Uświadomiłam sobie dnia dzisiejszego, że zasób internetowy wręcz przelewa się od różnych przepisów na
spaghetti carbonarę. Jedni plują, że z jajkiem jest "nieprawdziwe", inni że dodanie śmietanki to grzech, a niektórzy nie wyobrażają sobie nie dodania natki pietruszki.
Myślę sobie jednak, że trudno jest powiedzieć "byłem/am we Włoszech, jadłam prawdziwe
spaghetti carbonara i to jest jedyne prawdziwe". Bo to trochę jak z przepisami na bigos, co gospodyni to inne, czasem spotykamy bigos z wędzonymi śliwkami, innym razem z dodatkiem żubrówki. I kto komu powie, że któryś z nich jest jedyny i prawdziwy?
Dlatego, choć słoneczna Italia jeszcze mnie nie oglądała, opracowałam własny przepis na spaghetti carbonarę i powiem bez fałszywej skromności - dla mnie jest idealny. Może dlatego, że wiąże się z tworzeniem tego przepisu jedno z moich najmilszych wspomnień.
Jedno mogę zagwarantować - jeśli ugotujecie coś takiego to wasza druga połówka, rodzina czy znajomi będą zachwyceni.
Przepis dla dwóch głodnych osób:
pół opakowania makaronu spaghetti
200-300 g boczku wędzonego (jeśli zdobędziecie pancettę to wzbogaci jedynie smak, ale z uwagi na cenę nie robię carbonary w ten sposób)
1 cebula
3 ząbki czosnku
200 ml śmietanki słodkiej 30%
200* ml białego wina, najlepiej wytrawne lub półwytrawne
100 ml bulionu warzywnego
1 jajko
300 g sera**
*- 100 ml wlewamy do sosu, 100 ml jest zawsze dla kucharza...
** - wiadomo, najlepiej parmezanu, ale ja czasem dodaję edamskiego lub goudy, więc pozostawiam dowolność stanu lodówki.
Kroimy boczek na paski lub w drobną kostkę, drobno siekamy cebulkę i dwa ząbki czosnku. Odkrawamy skórę z boczku, którą kładziemy na patelni, tłuszcz z niej oraz z boczku wystarczy by się ładnie wszystko usmażyło. Zdejmujemy z patelni zrumieniony boczek, w zależności od lubianego efektu można odsączyć z tłuszczu i będzie chrupiący, albo i nie.
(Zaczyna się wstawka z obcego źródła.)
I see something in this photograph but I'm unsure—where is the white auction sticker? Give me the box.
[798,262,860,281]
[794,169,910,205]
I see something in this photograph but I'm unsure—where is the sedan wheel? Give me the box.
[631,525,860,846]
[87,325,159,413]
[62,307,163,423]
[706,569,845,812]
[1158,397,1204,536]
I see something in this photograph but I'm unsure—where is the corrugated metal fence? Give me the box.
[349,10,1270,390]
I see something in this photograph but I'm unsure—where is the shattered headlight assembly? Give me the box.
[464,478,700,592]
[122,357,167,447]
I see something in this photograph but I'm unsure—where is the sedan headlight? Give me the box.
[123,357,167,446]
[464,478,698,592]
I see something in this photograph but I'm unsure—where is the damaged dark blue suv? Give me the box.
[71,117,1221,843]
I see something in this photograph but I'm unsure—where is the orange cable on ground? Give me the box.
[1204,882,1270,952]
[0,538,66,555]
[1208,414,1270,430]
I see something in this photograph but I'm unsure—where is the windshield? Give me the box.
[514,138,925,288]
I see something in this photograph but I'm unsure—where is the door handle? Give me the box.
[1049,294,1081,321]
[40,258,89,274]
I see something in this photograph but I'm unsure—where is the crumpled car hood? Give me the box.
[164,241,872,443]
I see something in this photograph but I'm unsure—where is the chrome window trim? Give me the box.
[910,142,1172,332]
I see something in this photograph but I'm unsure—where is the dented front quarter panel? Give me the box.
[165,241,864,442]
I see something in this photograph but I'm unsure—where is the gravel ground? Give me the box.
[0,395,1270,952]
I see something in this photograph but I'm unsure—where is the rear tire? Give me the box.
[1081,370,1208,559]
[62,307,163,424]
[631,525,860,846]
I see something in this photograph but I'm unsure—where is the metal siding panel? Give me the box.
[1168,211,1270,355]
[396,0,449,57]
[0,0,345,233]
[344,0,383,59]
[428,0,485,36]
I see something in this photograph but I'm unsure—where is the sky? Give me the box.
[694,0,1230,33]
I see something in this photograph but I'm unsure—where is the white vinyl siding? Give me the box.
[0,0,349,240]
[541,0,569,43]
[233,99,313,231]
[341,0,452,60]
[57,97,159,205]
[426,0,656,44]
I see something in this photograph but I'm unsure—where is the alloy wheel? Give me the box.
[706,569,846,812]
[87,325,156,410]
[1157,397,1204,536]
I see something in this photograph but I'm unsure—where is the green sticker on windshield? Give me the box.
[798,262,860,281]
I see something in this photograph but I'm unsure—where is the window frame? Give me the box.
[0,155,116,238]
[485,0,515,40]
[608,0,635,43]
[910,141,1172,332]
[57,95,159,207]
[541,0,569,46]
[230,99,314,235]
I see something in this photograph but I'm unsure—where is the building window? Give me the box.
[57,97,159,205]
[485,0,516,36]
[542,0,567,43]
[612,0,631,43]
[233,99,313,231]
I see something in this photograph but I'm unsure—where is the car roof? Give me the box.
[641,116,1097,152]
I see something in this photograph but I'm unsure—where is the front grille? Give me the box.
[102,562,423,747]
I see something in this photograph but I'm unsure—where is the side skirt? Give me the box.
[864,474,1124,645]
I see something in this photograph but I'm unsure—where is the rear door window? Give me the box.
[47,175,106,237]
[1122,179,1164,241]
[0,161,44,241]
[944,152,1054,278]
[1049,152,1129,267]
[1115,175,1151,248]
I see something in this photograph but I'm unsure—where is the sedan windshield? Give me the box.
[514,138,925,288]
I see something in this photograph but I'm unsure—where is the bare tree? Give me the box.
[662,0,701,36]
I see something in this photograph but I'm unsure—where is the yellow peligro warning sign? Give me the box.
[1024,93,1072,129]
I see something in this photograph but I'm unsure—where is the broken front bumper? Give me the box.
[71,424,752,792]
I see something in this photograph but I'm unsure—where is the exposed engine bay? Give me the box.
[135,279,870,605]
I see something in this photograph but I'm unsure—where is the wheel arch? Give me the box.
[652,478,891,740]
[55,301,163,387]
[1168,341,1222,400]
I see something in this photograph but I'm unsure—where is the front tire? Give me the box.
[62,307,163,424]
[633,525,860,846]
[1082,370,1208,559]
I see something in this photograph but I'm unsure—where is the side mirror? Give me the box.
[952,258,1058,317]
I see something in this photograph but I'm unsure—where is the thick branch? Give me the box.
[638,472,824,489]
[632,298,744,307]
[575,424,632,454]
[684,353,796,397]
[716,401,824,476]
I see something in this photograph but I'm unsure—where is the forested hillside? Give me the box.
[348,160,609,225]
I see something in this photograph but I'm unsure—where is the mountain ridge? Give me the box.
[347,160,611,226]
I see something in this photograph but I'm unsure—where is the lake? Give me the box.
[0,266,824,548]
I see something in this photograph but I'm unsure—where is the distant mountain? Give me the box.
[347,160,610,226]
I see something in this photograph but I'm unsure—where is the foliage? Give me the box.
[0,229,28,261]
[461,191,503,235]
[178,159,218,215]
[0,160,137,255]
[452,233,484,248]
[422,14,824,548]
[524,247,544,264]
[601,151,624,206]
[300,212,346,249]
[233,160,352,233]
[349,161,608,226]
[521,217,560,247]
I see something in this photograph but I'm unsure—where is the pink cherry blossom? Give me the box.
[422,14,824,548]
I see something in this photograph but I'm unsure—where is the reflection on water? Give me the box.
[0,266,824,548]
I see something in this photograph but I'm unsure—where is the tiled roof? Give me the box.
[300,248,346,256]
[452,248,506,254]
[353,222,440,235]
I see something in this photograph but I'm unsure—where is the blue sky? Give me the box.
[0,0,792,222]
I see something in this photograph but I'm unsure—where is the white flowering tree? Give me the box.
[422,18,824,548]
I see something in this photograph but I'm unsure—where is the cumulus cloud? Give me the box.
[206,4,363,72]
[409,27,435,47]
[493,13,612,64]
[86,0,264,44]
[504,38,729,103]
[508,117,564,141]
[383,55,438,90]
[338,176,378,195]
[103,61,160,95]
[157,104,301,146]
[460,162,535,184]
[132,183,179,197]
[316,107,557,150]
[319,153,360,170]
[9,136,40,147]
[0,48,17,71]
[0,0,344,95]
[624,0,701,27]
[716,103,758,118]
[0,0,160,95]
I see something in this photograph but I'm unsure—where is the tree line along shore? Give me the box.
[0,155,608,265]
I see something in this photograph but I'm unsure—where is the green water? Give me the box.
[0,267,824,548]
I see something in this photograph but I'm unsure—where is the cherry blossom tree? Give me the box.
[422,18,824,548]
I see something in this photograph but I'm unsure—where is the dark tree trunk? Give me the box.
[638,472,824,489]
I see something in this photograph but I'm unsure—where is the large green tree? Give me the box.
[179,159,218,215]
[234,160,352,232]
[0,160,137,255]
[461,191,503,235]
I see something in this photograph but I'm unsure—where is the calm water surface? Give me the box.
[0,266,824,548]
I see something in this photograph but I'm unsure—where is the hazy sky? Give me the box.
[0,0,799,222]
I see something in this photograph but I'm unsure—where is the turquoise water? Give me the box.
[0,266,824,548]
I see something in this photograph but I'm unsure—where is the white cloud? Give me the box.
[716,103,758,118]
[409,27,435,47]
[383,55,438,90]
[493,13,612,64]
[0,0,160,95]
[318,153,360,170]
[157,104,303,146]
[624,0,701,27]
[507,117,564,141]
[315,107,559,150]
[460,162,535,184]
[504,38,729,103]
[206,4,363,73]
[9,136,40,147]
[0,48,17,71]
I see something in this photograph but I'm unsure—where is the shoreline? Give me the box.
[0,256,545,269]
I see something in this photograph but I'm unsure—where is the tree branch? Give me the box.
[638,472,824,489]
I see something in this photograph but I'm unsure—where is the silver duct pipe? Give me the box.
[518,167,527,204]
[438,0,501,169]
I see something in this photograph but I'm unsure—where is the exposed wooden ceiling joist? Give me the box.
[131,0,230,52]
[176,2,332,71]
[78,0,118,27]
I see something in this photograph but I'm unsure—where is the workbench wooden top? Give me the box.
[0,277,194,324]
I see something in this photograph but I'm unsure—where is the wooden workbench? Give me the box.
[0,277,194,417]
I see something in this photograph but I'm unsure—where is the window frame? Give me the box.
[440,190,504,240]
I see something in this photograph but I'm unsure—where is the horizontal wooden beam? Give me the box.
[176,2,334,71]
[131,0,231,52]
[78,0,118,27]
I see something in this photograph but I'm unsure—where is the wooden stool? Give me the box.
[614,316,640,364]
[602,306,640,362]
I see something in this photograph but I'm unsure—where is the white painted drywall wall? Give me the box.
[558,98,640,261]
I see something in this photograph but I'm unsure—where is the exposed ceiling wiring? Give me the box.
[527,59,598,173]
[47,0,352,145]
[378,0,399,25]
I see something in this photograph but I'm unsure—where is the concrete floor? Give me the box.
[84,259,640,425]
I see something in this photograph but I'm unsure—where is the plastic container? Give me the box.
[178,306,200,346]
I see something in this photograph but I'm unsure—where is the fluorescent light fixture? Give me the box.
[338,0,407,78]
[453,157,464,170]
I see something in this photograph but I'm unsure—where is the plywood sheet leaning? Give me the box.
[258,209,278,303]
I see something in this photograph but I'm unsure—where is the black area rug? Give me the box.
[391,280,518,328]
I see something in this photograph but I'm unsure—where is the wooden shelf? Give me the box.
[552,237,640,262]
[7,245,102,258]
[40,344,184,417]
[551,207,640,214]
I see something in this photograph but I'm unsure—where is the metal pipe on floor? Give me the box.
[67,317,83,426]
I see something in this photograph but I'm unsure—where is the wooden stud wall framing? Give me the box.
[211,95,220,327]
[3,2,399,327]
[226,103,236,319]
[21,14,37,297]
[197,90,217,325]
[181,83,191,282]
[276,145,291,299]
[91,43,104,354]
Na patelni po boczku smażymy drobno pokrojoną cebulkę i czosnek do złotego koloru, podlewamy połową szklanki wina, połowę szklanki wina wypijamy spokojnie. Dolewamy do cebulki z winem bulionu, kiedy wino trochę odparowało. Dusimy do odparowania mniej więcej połowy objętości sosu, wyłączamy na 20 minut.
Osobno w misce mieszamy starty ser, jajko, śmietankę, dodajemy szczyptę gałki muszkatołowej, sporą ilość pieprzu, odrobinę soli. Odstawiamy.
Makaron gotujemy al dente, nie hartujemy wodą, tylko odcedzamy. Łączymy składniki z miski z sosem z cebulką, mieszamy z gorącym makaronem do uzyskania kremowej pasty.
Serwujemy w głębokich talerzach, na wierzch dajemy boczek i listki świeżej bazylii.